Was Google bestätigt hat und was Vermutung ist
Die Bestätigung ist eine einzige und kurz. In der Antwort an Search Engine Land vom 26. August 2026 schrieb Google:
We have a long history of deploying technical measures against evolving forms of abuse, and we regularly take steps to protect our services and users.
(Glosse: wir haben eine lange Geschichte im Einsatz technischer Maßnahmen gegen sich wandelnde Formen von Missbrauch und unternehmen regelmäßig Schritte, um unsere Dienste und Nutzer zu schützen.)
Das ist alles. Es gibt keine Dokumentation, keine Beschreibung des Token-Formats, keine Referrer-Richtlinie, kein Startdatum. Der Rest stammt aus Beobachtungen, und es lohnt sich zu wissen, aus wessen.
| was wir wissen | Quelle | Status |
|---|---|---|
der Link hat die Form google.com/goto?url= mit einem kodierten Token | SEO-Beobachtungen seit Juni 2026 | mehrfach bestätigt |
| der Server antwortet mit einer 302-Weiterleitung auf die Zieladresse | Beobachtungen von Tools | bestätigt |
| der Token lässt sich lokal nicht dekodieren | Nozzle, SerpAPI | durch Versuche bestätigt |
| Rollout nahe 100 Prozent auf Residential-Adressen | Derek Perkins, Nozzle | Messung einer einzelnen Firma |
| Search Console unverändert | Search Engine Land | Bericht, kein Dokument |
| Referrer-Richtlinie | niemand | unbekannt |
Die ersten Meldungen stammen vom 23. Juni (Alex Greenland) und vom 2. Juli (Brodie Clark), von der ersten Beobachtung bis zur Bestätigung vergingen also zwei Monate. Google nannte es eine Maßnahme gegen Missbrauch, und der Kontext ist deutlich: Die Firma hatte zuvor SerpAPI wegen Scraping verklagt und die zentralen DMCA-Ansprüche verloren. Wenn das Gericht das Auslesen der Ergebnisse nicht blockiert hat, tut es jetzt die Technik.
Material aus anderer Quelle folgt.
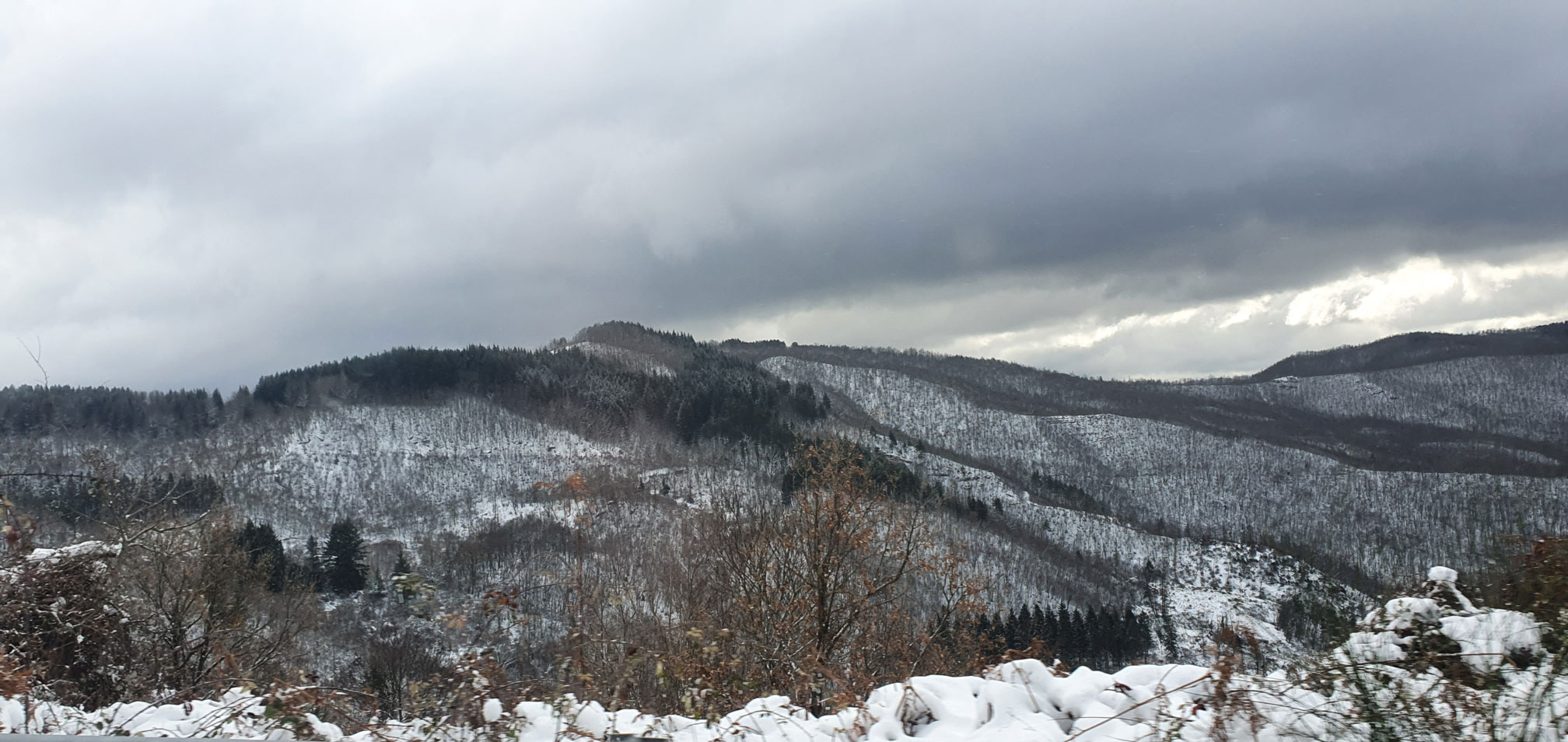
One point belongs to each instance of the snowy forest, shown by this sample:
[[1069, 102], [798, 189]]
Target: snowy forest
[[634, 526]]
Der Mechanismus in drei Schritten
Bis zum 26. August war der Link in einem organischen Ergebnis ein gewöhnliches <a href="https://ihreseite.de/beitrag/">. Ein Tool, das das HTML der Ergebnisse geladen hatte, besaß sofort eine Liste aus Adressen und Positionen.
Jetzt führt der href auf https://www.google.com/goto?url= und dahinter eine Zeichenkette, die wie base64 aussieht, es aber in keiner öffentlich bekannten Form ist. Der Browser schickt eine Anfrage an diese Adresse, der Google-Server antwortet mit Code 302 und einem Location-Header auf die eigentliche Seite, der Browser folgt. Der Nutzer sieht einen Klick und eine Seite. In der Statusleiste sieht er vor dem Klick allerdings eine Google-Adresse, nicht Ihre, und das ist der einzige für ihn sichtbare Unterschied.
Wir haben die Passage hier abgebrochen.